Guru.com attracts worst of worst

I'm ashamed to admit that one day, a few years ago, I joined Guru.com, in the hopes of scoring some easy, well-paying freelance work. Sadly, I was disappointed. Most of your competition on Guru.com comes in the form of:

  • High school script kiddies (Hourly rate: $15/hr)
  • Developers in India or Brazil (similar hourly rate).

The site is teeming with inexperienced, hopeless developers. Alas though, the plague isn't limited to the developers (which guru.com calls "Professionals"). Guru.com has a feature where they'll email you a few times a day with new projects that match your listed skillset. Initially, I thought this was rather annoying; but I soon came to realise it was rather entertaining.

It's quickly become clear to me that most of the people submitting projects have been burned by a Guru.com "professional". Too many of the projects state that you should only bid if you're an "experienced" developer, or that experienced developers can "complete this project in a few hours".

But clearly these "employers" aren't willing to put their money where their mouth is. An extraordinary number of projects have a budget of $100 or $150. At this rate, the only people they'll attract are high school kids, and offshore "programmers" (can you even call them that?).

I noted before that the "inexperienced, hopeless" plague wasn't limited to the developers. There seems to be two types of project on Guru.com: The Facebook clones, and the "I need someone to fix my code" project.

The Facebook clone is self-explainatory. Some guy thinks he can do better than Facebook or Myspace, but has no idea how to cut code.
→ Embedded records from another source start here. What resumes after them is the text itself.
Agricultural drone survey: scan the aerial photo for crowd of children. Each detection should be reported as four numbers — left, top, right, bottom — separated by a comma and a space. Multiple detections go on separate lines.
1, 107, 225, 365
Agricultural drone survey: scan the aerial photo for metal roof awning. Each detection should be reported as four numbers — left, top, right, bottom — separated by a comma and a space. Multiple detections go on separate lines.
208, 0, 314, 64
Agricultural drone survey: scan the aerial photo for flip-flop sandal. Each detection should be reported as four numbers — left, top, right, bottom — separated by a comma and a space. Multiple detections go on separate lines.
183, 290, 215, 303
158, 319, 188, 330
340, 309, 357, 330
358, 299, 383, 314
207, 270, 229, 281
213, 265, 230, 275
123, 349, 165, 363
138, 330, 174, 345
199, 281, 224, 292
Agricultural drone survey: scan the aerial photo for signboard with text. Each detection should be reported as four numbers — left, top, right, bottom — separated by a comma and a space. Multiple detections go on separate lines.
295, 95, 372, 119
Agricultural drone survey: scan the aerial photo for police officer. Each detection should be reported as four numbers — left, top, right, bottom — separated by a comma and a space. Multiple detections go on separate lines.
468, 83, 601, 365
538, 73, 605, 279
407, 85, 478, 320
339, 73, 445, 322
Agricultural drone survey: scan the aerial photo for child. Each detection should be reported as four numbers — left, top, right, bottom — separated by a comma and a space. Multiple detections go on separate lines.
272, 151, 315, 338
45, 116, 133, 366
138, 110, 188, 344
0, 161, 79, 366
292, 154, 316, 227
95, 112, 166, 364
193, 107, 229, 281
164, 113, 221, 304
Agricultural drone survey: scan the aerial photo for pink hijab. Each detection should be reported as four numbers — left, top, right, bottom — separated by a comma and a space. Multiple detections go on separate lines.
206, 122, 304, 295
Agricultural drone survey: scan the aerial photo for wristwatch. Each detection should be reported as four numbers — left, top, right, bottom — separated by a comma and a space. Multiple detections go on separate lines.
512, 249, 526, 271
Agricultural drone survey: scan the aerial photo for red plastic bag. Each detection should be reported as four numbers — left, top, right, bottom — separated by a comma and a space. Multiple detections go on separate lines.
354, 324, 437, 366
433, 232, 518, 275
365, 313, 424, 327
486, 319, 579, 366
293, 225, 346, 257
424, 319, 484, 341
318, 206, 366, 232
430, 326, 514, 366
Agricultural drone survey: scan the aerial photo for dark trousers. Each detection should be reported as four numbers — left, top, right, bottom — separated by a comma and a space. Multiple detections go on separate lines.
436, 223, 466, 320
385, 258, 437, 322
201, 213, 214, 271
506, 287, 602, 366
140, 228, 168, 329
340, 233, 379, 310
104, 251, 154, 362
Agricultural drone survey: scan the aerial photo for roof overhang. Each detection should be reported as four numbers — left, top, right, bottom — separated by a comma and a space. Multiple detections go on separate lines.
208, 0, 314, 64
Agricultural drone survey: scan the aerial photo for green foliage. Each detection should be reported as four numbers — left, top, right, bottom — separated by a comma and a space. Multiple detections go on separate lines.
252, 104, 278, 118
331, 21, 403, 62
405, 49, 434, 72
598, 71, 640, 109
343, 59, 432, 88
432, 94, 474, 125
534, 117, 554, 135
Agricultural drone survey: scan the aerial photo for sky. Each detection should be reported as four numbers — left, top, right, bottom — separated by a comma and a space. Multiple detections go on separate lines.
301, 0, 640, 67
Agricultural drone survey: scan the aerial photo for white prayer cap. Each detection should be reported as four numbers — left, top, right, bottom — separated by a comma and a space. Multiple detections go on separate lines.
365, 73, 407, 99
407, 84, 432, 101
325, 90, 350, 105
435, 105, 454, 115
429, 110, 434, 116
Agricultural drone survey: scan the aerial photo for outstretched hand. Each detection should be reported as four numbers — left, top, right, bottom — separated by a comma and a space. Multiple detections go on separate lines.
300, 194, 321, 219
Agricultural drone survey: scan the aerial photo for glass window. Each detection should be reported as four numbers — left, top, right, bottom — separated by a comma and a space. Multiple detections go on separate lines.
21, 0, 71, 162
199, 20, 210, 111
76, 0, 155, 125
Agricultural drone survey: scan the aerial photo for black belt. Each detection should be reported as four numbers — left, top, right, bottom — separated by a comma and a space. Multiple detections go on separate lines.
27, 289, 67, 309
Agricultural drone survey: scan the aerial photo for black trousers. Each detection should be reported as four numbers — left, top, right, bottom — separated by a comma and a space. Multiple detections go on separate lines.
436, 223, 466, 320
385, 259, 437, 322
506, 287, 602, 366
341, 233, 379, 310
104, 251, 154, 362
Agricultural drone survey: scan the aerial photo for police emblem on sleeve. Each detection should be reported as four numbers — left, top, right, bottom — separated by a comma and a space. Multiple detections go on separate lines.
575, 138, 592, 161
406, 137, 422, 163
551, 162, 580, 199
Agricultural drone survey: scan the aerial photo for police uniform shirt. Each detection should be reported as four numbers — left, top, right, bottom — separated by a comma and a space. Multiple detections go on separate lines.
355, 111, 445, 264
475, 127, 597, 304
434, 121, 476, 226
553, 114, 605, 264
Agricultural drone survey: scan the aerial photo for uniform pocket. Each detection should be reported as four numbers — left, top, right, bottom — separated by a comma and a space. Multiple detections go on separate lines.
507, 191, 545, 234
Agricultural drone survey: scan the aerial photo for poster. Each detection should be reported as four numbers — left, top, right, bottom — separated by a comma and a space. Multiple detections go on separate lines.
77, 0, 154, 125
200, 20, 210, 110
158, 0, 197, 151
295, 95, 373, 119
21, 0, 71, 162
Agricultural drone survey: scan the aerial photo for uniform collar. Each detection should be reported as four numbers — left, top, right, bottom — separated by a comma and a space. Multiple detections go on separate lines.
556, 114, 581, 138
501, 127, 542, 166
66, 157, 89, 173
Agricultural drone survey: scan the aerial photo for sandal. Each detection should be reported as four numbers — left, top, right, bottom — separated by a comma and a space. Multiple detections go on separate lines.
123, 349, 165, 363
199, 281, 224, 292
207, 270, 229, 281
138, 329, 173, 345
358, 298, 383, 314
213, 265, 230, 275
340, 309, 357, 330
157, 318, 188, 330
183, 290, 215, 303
So he figures he can hire some cheap Brazilians to do it for him. Failure is pratically guaranteed.

The rest of the projects come about because either the "employer" has either written some code themselves, or paid some Guru.com hack to write code, and they need someone to fix the broken codebase. You guessed it; Budget: $100.

These guys have no idea about quality of code, and most have no idea what they're doing. Here's a great example:

PHP to Apache C Mod
I have a PHP application complete with classes that needs to be translated into an Apache C Module. The application has 15 classes, 4 include files, and 6 php pages. The php pages are rather simple because everything has been written into classes. The application does not use any special PHP extensions beside mysql.

I am looking for the PHP application to be recoded into Apache Module for performance reasons.


Gold. He's hacked together some PHP pages that presumably perform some sort of calculation. The algorithm he's implemented is probably O(n^3), or worse. Naturally, instead of blaming his poor code, he's decided that it'd be easier to hire some offshore coder to translate the application to an Apache module. Of course, he hasn't thought of the consequences of that such as; making Apache unstable, dealing with changes to the ABI when he upgrades Apache, or the fact that finding someone to maintain the module when it's written will be difficult (and probably, expensive).

Meanwhile, Guru.com provides me with a three-times-daily source of entertainment. Keep the good work up, guys.